Search code examples
pythonloopspytorchiteratorbroken-pipe

Facing Broken Pipe error when trying to run the next(iter(train_data_loader)). I'm running the code in local jupyter notebook


I'm facing BrokenPipeError when I'm trying to run sentiment analysis with hugging face. It's returning [Error No] 32 Broken Pipe. Is there any way to rewrite the next(iter(train_data_loader)) code?

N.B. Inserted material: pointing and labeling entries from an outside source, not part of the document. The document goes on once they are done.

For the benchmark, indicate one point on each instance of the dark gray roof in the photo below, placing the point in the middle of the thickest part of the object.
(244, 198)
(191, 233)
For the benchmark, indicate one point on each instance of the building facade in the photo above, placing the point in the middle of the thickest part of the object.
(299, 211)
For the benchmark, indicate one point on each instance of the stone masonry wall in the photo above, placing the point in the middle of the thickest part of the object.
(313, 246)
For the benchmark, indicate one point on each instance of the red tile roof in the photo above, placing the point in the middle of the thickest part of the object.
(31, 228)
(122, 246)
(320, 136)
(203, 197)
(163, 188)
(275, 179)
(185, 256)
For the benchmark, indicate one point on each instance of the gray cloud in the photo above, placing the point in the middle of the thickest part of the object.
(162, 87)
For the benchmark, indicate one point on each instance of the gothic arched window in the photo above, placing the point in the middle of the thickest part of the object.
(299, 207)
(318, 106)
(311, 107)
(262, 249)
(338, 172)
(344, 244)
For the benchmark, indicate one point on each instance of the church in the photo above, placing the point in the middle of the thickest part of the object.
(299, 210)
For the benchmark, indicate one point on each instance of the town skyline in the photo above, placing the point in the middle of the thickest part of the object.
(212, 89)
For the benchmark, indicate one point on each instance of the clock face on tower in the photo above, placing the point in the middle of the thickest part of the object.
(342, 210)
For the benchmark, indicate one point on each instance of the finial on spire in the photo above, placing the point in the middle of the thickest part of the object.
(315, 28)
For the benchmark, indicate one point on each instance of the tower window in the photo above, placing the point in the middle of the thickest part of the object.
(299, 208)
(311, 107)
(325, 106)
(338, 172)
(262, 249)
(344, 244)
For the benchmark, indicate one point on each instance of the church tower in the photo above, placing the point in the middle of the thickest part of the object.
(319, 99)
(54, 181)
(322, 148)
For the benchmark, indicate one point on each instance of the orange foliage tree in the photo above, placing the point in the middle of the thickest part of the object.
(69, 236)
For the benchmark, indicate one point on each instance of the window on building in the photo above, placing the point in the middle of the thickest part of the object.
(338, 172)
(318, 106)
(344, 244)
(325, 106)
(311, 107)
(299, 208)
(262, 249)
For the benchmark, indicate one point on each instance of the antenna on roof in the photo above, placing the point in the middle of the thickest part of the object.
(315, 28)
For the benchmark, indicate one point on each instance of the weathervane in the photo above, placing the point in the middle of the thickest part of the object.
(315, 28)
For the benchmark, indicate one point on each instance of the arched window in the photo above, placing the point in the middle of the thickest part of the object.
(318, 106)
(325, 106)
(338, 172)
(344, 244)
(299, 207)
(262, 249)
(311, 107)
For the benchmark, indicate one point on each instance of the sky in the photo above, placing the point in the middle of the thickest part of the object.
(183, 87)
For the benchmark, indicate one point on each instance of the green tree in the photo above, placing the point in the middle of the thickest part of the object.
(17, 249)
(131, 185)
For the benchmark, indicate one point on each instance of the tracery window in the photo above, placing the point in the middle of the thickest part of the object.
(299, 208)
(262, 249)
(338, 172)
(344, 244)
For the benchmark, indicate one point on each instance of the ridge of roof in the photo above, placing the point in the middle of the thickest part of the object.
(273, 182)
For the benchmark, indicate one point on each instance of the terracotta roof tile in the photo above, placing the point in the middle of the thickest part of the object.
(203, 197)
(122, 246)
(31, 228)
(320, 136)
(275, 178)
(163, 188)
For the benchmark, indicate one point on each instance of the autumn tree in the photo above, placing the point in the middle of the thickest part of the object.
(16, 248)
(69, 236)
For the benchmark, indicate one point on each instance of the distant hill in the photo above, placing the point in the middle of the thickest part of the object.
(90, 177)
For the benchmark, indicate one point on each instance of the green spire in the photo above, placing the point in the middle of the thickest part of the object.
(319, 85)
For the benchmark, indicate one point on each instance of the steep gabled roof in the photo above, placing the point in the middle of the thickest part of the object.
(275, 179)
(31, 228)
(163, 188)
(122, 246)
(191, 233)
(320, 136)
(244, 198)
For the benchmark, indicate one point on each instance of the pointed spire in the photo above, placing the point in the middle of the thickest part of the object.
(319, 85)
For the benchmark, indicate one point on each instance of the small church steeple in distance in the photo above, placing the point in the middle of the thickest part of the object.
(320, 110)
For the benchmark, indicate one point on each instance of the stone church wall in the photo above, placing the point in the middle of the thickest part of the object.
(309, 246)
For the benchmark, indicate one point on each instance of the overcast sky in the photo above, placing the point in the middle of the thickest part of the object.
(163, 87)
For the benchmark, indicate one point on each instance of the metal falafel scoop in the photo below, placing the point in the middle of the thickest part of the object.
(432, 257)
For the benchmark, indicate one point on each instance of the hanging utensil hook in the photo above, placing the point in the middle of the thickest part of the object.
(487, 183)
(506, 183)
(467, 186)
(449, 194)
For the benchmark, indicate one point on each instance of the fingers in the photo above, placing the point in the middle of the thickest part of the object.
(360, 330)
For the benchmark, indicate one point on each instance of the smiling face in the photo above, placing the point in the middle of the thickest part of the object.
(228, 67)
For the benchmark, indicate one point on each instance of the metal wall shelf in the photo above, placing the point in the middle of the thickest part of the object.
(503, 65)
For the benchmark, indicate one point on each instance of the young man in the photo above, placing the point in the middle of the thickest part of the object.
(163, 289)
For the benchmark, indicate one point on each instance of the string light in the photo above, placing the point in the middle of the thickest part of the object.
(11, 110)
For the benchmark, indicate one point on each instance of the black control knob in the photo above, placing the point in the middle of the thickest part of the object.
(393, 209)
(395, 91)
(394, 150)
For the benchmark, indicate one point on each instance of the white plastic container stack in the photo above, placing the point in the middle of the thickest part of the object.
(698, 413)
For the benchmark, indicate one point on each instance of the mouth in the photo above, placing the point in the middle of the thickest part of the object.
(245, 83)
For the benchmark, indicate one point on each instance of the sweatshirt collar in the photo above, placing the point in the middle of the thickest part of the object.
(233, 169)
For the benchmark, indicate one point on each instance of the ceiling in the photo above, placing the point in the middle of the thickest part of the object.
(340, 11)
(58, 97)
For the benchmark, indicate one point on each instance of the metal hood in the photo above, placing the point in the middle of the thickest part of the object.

Link with total code 'https://colab.research.google.com/drive/1wBXKa-gkbSPPk-o7XdwixcGk7gSHRMas?usp=sharing'

The code is

def create_data_loader(df, tokenizer, max_len, batch_size):
  ds = GPReviewDataset(
    reviews=df.content.to_numpy(),
    targets=df.sentiment.to_numpy(),
    tokenizer=tokenizer,
    max_len=max_len
  )
  return DataLoader(
    ds,
    batch_size=batch_size,
    num_workers=4
  )

Followed by below code

BATCH_SIZE = 16
train_data_loader = create_data_loader(df_train, tokenizer, MAX_LEN, BATCH_SIZE)
val_data_loader = create_data_loader(df_val, tokenizer, MAX_LEN, BATCH_SIZE)
test_data_loader = create_data_loader(df_test, tokenizer, MAX_LEN, BATCH_SIZE)

Followed by

data = next(iter(train_data_loader))
data.keys()

I'm facing error with this 'data = next(iter(train_data_loader))' code

Error is BrokenPipeError: [Errno 32] Broken pipe


Solution

  • One of the reason of this issue might be the OS. When you're using Windows, you should not define num_worker, because PyTorch dataloader does not support multi-processing on Windows. By default num_workers is 0 and works on Windows.

    DataLoader(
        ds,
        batch_size=batch_size,
        num_workers=0 # should be zero on Windows
      )